The name Canada derives from the Huron-Iroquois word “kanata,” which means “village” or “settlement.” In a very real sense that it took a village to raise a child was never nearly as controversial there. On our first Canada Day in British Columbia, we noticed that the country’s annual celebration of its autonomy had a more communal feel to it. As we traveled into downtown Victoria to join the throngs gathering to celebrate people broke out into choruses of
Oh Canada! on the bus. On the lawn of BC’s parliament, citizens gathered to listen to the performers on the large outdoor stage and dressed in red and white t-shirts to compete with other major cities across the country to form the largest human Canadian flag.
This was a city coming together to celebrate their country in a way we had rarely if ever seen in the United States. It was a day of organized chaos that included everything from browsing at the booths merchants had set up along the waterfront to watching street performers and drinking beer on the outdoor patios of local pubs and restaurants. I was used to family get-togethers on the 4th of July, but not such large community ones. This was as much a commemoration of humanity and cosmopolitanism as it was of Canada. Village or settlement indeed.
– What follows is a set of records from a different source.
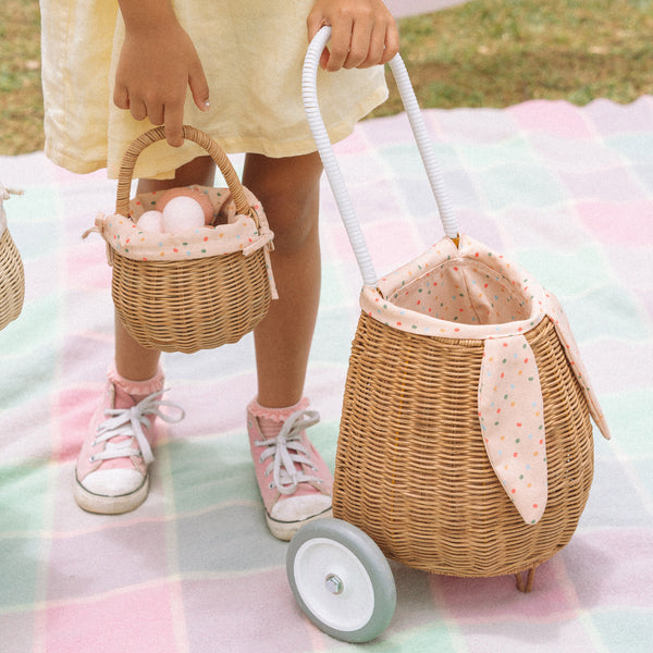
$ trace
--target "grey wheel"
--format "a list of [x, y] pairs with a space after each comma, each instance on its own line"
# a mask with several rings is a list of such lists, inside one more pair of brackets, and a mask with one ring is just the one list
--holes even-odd
[[341, 519], [303, 527], [286, 556], [297, 603], [321, 630], [346, 642], [367, 642], [394, 615], [396, 588], [374, 541]]

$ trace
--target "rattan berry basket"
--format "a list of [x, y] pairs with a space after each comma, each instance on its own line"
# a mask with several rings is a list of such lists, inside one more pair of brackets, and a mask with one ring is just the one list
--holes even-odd
[[140, 152], [164, 140], [162, 127], [139, 136], [125, 152], [115, 214], [96, 226], [107, 241], [112, 297], [120, 320], [144, 347], [190, 354], [235, 343], [266, 316], [275, 297], [269, 251], [273, 234], [256, 197], [238, 180], [229, 158], [204, 132], [184, 126], [220, 169], [227, 188], [195, 186], [209, 196], [226, 223], [183, 234], [151, 234], [137, 218], [156, 194], [130, 199]]
[[410, 567], [514, 574], [529, 590], [577, 528], [593, 476], [590, 418], [608, 438], [603, 414], [553, 294], [459, 233], [398, 56], [391, 67], [445, 237], [377, 275], [318, 106], [328, 37], [309, 48], [305, 106], [364, 280], [333, 514]]
[[9, 192], [0, 184], [0, 330], [15, 320], [25, 299], [25, 271], [9, 232], [3, 200]]

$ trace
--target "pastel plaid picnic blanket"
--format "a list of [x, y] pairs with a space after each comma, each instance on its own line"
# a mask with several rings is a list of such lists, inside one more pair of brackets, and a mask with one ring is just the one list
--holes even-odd
[[[397, 611], [362, 650], [649, 653], [653, 98], [424, 118], [463, 231], [560, 299], [613, 440], [595, 430], [590, 501], [532, 593], [510, 577], [393, 563]], [[441, 237], [405, 115], [360, 123], [336, 155], [381, 273]], [[113, 352], [103, 242], [81, 235], [112, 209], [114, 185], [102, 173], [69, 174], [41, 152], [0, 158], [0, 178], [26, 192], [5, 204], [26, 297], [0, 333], [0, 650], [354, 651], [300, 613], [287, 545], [266, 529], [244, 416], [256, 392], [250, 336], [167, 355], [168, 398], [186, 419], [158, 442], [149, 498], [116, 517], [77, 508], [74, 461]], [[322, 416], [315, 442], [333, 463], [360, 279], [326, 184], [321, 238], [307, 394]]]

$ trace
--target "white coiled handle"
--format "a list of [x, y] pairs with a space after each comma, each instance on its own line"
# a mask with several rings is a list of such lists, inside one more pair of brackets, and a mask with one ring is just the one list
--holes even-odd
[[[306, 110], [306, 116], [308, 119], [308, 124], [313, 140], [316, 141], [318, 152], [320, 153], [322, 164], [324, 165], [324, 172], [326, 173], [329, 184], [331, 185], [331, 190], [333, 192], [341, 218], [345, 225], [345, 230], [347, 231], [352, 249], [356, 256], [356, 260], [362, 275], [362, 282], [367, 286], [374, 286], [377, 285], [378, 279], [377, 272], [367, 248], [362, 231], [360, 230], [360, 224], [356, 218], [354, 205], [352, 204], [352, 198], [349, 197], [349, 193], [345, 185], [337, 159], [333, 152], [333, 147], [331, 145], [331, 140], [329, 139], [329, 134], [326, 133], [326, 127], [324, 126], [324, 121], [322, 120], [322, 114], [320, 112], [320, 106], [318, 102], [318, 65], [322, 51], [326, 47], [326, 42], [329, 41], [330, 37], [331, 27], [322, 27], [311, 40], [308, 51], [306, 52], [301, 76], [304, 108]], [[404, 64], [404, 61], [399, 54], [396, 54], [390, 61], [390, 67], [397, 83], [397, 88], [399, 89], [399, 95], [402, 97], [402, 101], [404, 102], [404, 108], [406, 109], [406, 114], [408, 115], [408, 121], [410, 123], [410, 127], [412, 128], [412, 133], [415, 135], [415, 139], [427, 171], [427, 176], [429, 177], [429, 182], [431, 184], [431, 190], [435, 197], [435, 202], [438, 205], [440, 219], [444, 227], [444, 233], [452, 239], [456, 238], [458, 236], [458, 224], [456, 217], [448, 199], [448, 195], [444, 188], [440, 168], [435, 161], [435, 152], [433, 151], [431, 140], [427, 133], [427, 127], [424, 125], [419, 104], [417, 103], [417, 98], [415, 97], [415, 91], [412, 90], [412, 85], [410, 84], [406, 65]]]

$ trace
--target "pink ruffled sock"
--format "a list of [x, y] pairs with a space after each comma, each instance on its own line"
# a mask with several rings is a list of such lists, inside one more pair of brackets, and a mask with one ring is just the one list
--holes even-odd
[[303, 397], [293, 406], [287, 406], [285, 408], [267, 408], [266, 406], [261, 406], [257, 399], [254, 399], [247, 409], [254, 417], [258, 418], [261, 433], [263, 434], [263, 438], [268, 440], [270, 438], [276, 438], [279, 431], [281, 431], [281, 428], [283, 427], [283, 422], [285, 422], [293, 412], [306, 410], [308, 404], [308, 398]]
[[125, 379], [123, 375], [119, 374], [115, 369], [115, 362], [112, 362], [107, 372], [107, 377], [111, 383], [118, 385], [122, 391], [131, 395], [136, 404], [152, 394], [152, 392], [163, 390], [164, 374], [161, 366], [159, 366], [157, 373], [151, 379], [146, 379], [145, 381], [132, 381], [131, 379]]

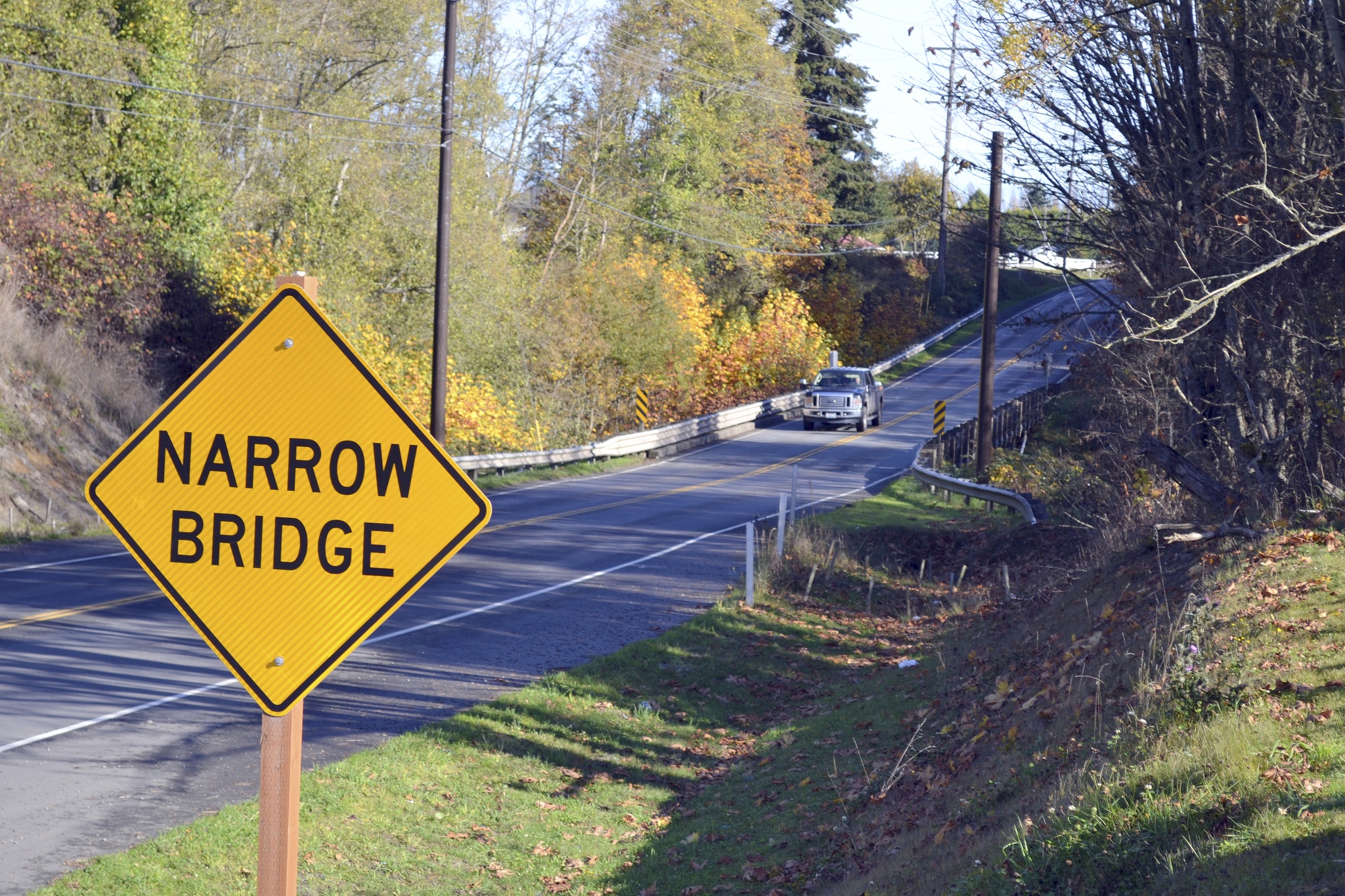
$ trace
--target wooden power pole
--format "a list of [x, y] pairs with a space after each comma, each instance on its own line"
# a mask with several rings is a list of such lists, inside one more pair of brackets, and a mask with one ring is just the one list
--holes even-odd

In August of 2017, we encountered a visa snafu. Somewhere along the line a box that should have been checked wasn’t or one that shouldn’t have been was. As a result, my application for a new student visa was denied and I needed to leave the country. My entry into a master’s program at Royal Roads University was deferred for a year while we worked it out. In a few days we’ll be crossing the border into Canada again at which point we’ll know for sure whether we have all our I’s dotted and T’s crossed. This time, we hope, everything is in order. We have preliminary approval so we’re optimistic.
It’s not that we don’t love the United States. We do. But we like having a parliament with members from five parties instead of a Congress with members from two (Bernie Sanders and Angus King notwithstanding). Nor will we miss the gridlock that has come to define US politics and which divided government is literally designed to perpetuate. America’s ongoing debate about the role of government has once again devolved into a tribal partisan battle that challenges the value of even having democratic institutions in the first place.
Canada isn’t perfect, but as far as we can tell it has at least put many of the fundamental questions that America continues to wrestle with behind it. That’s not to say Canada is immune to the same undemocratic populist sickness that currently infects its southern neighbor, but it does have a stronger immune system.